Eight Eyes, présenté en première mondiale cet été à Fantasia, est le premier long-métrage d’Austin Jenning et la toute première production de Vinegar Syndrome Pictures, pilier bien connu de la distribution et restauration du cinéma de genre.
Cass et Gav, deux Américains, viennent tout juste de se marier et partent en lune de miel en Serbie; quelle bonne idée! C'est dans cette ex-Yougoslavie en décrépitude que le couple fait la rencontre d'un personnage bizarre qui se fait appeler Saint-Pierre. Peu à peu, cet énergumène prendra de plus en plus de place dans la lune de miel des deux amoureux, jusqu'au moment où Gav disparait, supposément battu par Saint-Pierre. La femme visitera la demeure délabrée de la famille de l'homme et découvrira toutes les merveilles de l'hospitalité serbe.

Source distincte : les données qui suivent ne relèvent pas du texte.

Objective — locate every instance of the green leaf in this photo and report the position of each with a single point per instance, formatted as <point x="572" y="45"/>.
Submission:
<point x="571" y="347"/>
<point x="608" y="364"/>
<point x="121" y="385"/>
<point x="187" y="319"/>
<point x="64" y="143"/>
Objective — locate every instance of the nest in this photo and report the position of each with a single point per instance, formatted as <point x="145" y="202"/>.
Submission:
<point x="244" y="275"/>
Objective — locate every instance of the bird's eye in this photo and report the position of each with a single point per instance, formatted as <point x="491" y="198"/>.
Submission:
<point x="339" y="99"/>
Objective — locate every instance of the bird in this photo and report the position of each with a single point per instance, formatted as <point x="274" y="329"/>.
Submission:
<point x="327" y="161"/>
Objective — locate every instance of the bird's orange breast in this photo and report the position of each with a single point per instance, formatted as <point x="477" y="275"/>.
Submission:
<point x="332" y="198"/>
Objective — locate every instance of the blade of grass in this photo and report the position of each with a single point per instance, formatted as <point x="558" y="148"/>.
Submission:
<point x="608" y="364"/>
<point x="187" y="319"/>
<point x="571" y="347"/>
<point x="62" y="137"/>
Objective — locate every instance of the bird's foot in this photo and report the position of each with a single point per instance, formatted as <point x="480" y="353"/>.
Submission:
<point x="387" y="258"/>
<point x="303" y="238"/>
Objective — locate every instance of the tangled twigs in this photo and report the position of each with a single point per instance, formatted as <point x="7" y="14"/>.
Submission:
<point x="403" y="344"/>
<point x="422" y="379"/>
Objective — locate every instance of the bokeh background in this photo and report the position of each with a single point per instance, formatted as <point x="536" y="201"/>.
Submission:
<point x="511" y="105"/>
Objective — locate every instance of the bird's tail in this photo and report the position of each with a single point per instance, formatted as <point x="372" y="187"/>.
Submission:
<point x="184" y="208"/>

Surtout connue dans le monde cinématographique pour des films chocs tels que A Serbian Film ou The Life And Death of A Porno Gang, la Serbie est un endroit trop peu exploité au cinéma et le réalisateur Austin Jenning a eu la bonne idée de la mettre en valeur dans son incroyable et psychotronique film Eight Eyes. Tourné entièrement dans un 16mm poisseux et texturé, la Serbie et la Macédoine deviennent ici presque des personnages à part entière. Usine désaffectée, appartements crades et remplis d’objets étranges ou encore un café internet où trainent des locaux au regard blafard, les paysages de la production ne sont peut-être pas toujours enchanteurs, mais ils ajoutent beaucoup de caractère et de crédulité au film.
Certains passages sont également tournés en 8mm noir et blanc. En effet, Gav est un vidéaste amateur qui se promène partout avec sa vieille caméra. En filmant divers moments de son voyage, il prétendra qu’il ne sait pas vraiment s’en servir convenablement, une inhabilité créant un parallèle avec le regard des Américains face à un pays et son peuple qu’ils ne peuvent tout simplement pas comprendre. Et ce ne sera pas le mystérieux et inquiétant Saint-Pierre qui l’aidera à mieux apprécier les subtilités géopolitiques de la région! Souvent imprévisible, ce dernier entre parfois dans une grande colère et se lance dans une envolée lyrique quasi insaisissable.
Signalons-le ici, Eight Eyes est quelque peu cryptique, rempli d’images de montres, de gros plans sur les yeux et de caméras d’un autre siècle. Le film est complexe, mais la plastique et l’ambiance générale nous convainquent d’adhérer au projet. De plus, la production est sublimée par une trame sonore parfaite, signée Morricone Youth, qui colle on ne peut mieux à l’esthétisme très 70’s de l’oeuvre.
La première partie est moins convaincante. On y trouve peu de développement de personnage ou d’explications quant à leurs motivations. De son côté, le dangereux Saint-Pierre est difficile à suivre. Pourquoi choisit-il ce couple? On l’ignore, et ce n’est peut-être pas important. Toutefois, la deuxième partie est tout simplement jouissive et angoissante à fond. On a l’impression d’assister à une relecture serbe de The Texas Chain Saw Massacre alors que Cass se retrouve prisonnière de la demeure de Saint-Pierre et les membres de la famille qui y habitent sont tous grotesques et troublants. On pense entre autres au petit frère de Saint-Pierre, un homme obèse et nu portant un masque menaçant couvert de cire fondue qui pourchasse la pauvre femme dans la maison. C’est un réel cauchemar sur pellicule. De merveilleux effets volontairement ringards de lasers et de lumières viennent nous exploser les rétines durant cette partie.
Eight Eyes est un réel ovni qui s’avère franchement rafraichissant. On peut lui reprocher ses protagonistes un peu inintéressants et à la dynamique étrange ou encore sa première partie un peu molle, mais le film explose littéralement durant sa seconde moitié. Un petit coup de cœur pour notre part!